On a sidenote, I have some bad news for my waistline: Easter is upon us. In honor of that, me and Sylvia drove out to the local Piggly Wiggly's to buy ourselves an easter egg. I became spoiled by choice at the selection and spent a good hour choosing an egg. I ended up going with the overall appearence of both the egg itself, but more importantly the little baby chicken doll on top of it. I ended up choosing one who was wearing a crooked tophat and red horn rimmed glasses. I figured he was so nerdy that no one else would buy him, and therefore, he would be very happy and grateful that I bought him and I imagine he's quite proud of himself sitting in my cupboard downstairs. This thought process has now led me to the conclusion that there might be something deeply wrong with me.

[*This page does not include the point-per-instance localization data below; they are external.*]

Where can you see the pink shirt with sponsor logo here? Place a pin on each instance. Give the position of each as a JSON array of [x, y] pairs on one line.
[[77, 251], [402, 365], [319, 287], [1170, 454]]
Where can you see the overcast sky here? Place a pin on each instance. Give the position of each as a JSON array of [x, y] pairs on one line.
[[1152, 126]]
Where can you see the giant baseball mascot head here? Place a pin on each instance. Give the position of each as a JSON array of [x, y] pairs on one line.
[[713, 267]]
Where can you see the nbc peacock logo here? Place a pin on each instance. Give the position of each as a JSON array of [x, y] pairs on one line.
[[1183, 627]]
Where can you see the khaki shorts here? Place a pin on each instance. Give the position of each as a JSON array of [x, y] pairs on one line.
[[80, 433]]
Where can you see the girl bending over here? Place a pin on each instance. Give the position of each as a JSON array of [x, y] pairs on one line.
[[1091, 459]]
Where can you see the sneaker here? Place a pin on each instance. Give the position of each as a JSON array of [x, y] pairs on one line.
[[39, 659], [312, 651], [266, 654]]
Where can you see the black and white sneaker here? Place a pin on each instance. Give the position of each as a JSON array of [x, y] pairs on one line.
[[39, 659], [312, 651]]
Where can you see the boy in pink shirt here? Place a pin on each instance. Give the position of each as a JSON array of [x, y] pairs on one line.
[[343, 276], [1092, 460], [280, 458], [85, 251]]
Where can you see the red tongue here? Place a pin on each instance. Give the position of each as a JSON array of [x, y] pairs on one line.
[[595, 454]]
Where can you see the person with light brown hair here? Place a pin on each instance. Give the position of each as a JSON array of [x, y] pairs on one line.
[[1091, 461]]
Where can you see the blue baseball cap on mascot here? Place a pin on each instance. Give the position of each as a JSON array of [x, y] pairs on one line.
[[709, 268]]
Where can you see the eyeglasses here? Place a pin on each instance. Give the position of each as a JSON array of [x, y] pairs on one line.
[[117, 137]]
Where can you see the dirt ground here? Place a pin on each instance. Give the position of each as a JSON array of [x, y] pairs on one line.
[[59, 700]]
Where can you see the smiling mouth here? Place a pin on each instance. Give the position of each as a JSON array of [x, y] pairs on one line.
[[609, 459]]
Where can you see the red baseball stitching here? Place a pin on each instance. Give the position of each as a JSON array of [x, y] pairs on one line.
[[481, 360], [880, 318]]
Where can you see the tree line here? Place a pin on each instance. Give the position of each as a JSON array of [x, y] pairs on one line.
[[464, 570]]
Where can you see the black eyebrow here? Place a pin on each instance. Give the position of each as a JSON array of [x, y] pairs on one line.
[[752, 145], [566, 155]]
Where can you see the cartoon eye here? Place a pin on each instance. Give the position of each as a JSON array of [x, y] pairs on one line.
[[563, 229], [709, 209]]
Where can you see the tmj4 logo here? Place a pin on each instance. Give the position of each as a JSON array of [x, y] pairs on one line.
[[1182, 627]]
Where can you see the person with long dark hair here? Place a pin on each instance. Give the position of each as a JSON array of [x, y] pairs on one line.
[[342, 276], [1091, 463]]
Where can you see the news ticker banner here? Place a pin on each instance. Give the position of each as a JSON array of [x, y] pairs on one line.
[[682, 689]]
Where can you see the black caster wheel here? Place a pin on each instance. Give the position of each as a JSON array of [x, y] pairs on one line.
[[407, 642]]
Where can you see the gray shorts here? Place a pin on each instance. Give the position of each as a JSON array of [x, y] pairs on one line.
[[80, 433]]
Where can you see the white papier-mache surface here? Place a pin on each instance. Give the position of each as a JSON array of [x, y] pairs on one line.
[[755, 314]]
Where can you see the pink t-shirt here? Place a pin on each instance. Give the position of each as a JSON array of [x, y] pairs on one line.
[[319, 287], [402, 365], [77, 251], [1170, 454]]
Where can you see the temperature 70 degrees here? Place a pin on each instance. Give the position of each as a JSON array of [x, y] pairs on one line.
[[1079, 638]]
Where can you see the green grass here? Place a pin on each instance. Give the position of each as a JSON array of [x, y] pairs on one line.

So between the torture of having my tooth ripped out through my wallet and what seem like neverending car repairs, I've come to realize that I can scarcely afford to draw my next breath. In light of this, I have broken down and started looking for a job. I've applied for a couple of McJobs here and there, and even some "real" jobs because I'm delusional. Reviewing both my resume and my own personal bank of skills, I've come to realize that there are precious few things that I am qualified or experienced to do. Not that I'm at all above lying on a job application or anything, just between you and me. I think I might attach the following picture to my job applications and start applying at dairy farms. One can never have enough milk, as the good doctor ordered.
*sigh* In the words of a good friend, I've got 257,547 problems but a bitch ain't one.